When the sensitivity of a field depends on its content, not its name. For example, redacting an ID only if it's a temporary one.

`Example:` 

For a key named event_id, redact it with a custom placeholder if its value starts with temp_, but do not redact it if its value starts with final_.
Your piredactor.yaml:

```yaml

event_data:
  schema:
    event_id:
      __match_value__:
        # This rule applies if the value matches '^temp_.*'
        '^temp_.*': '[TEMP ID]'

        # This rule applies if the value matches '^final_.*'
        '^final_.*': 'no_redact'
        ```
Your Data:

```json

{
  "event_id_1": "temp_abc-123",
  "event_id_2": "final_xyz-789"
}
(Assuming event_id_1 and event_id_2 both fall under an event_id regex key or you check both)

```
The logic will apply to the values, resulting in something conceptually like:

```json

{
  "event_id_1": "[TEMP ID]",
  "event_id_2": "final_xyz-789"
}
```
By mastering these schema rules, you can move from simple redaction to creating a sophisticated, precise, and maintainable system for protecting sensitive data in any part of your application.



## Piredactor Capabilities: What It Can and Cannot Do
This guide clarifies the specific capabilities and design limitations of the piredactor package.

`Q: What data structures can piredactor process?`

A: piredactor is specifically designed for dict and list objects.

- YES, it can handle dictionaries. This is its primary function.

- YES, it can handle lists, especially lists that contain dictionaries.

- YES, it can handle any level of nested lists and dictionaries. The redaction logic is recursive and will drill down into any complex structure, as long as your schema mirrors that structure.

`Q: Can piredactor handle other Python data types?`

Ans: 
- No. The package is highly specialized for performance on JSON-like data structures.

- NO, it cannot process a tuple. If the redactor encounters a tuple, it will treat it as a single, opaque value and return it unmodified. It will not inspect the contents of the tuple, even if it contains dictionaries with sensitive PII.

- NO, it cannot process a set. Like tuples, sets will be returned as-is without any redaction.

- NO, you cannot use non-string keys like a tuple as a dictionary key. The configuration system and internal regex engine require all keys to be strings.

`Q: Can piredactor find PII inside a raw string?`

Ans: 

- No. piredactor is a key-based redactor, not a content scanner.

Its logic is built around this principle: "Does the name of the key (e.g., "email") tell me that its value is sensitive?" It does not inspect the content of the string itself.

`Example:`

```python
# This will be redacted because the key is "email".
{"email": "piyush@example.com"}

# This will NOT be redacted because the package does not scan string content.
"My email is piyush@example.com"
```

`Q: Can piredactor handle a simple list of strings?`

Ans: 

- No. A list of strings like ["piyush@example.com", "My phone is 555-1234"] contains no keys for the redactor to inspect. The list will be returned completely unmodified.
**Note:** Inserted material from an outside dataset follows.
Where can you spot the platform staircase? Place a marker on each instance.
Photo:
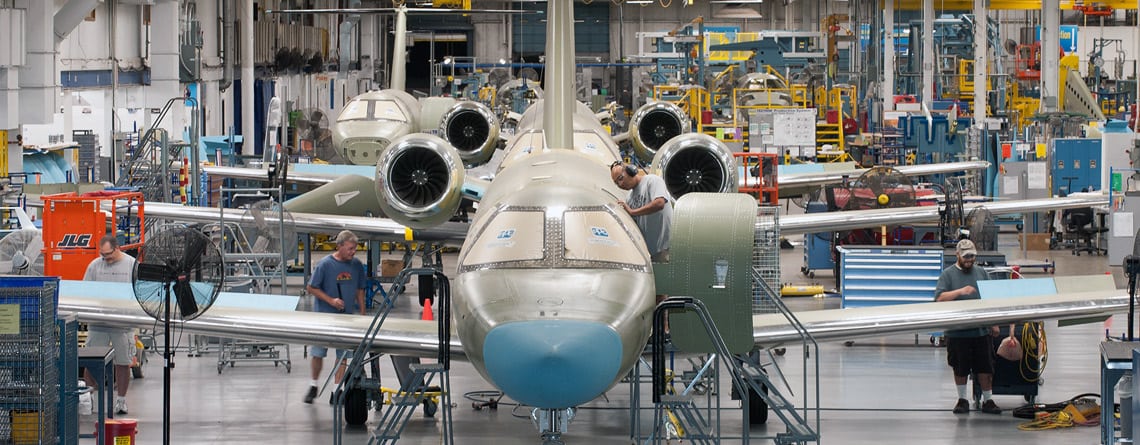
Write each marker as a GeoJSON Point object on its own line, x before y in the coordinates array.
{"type": "Point", "coordinates": [147, 167]}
# `piredactor` Roadmap: Future Features & Improvements
This document outlines potential new features and quality-of-life improvements for the piredactor package.

`Tier 1:` Quality-of-Life & Usability Improvements
More Informative Error Messages:

Introduce custom exception classes like SchemaNotFoundError for clearer feedback.

Enhanced Configuration Merging:

Add an __append__ syntax to allow users to add to global lists (pii_keys, regex_keys) instead of replacing them.

Command-Line Interface (CLI) Tool:

Create a CLI to redact JSON/YAML files directly from the terminal.

Verbose Logging:

Implement an optional debug/verbose mode to log redaction decisions for easier debugging.

`Tier 2:` Major New Features & Capabilities
Support for More Data Structures:

Add recursive processing support for tuple and set objects.

Pluggable Redaction Strategies:

Allow users to choose different redaction actions beyond placeholder replacement, such as:

hash_sha256

mask_last_4

replace with fake data

Full Content-Scanning Mode:

Implement a true value-based redaction mode to find PII within any string.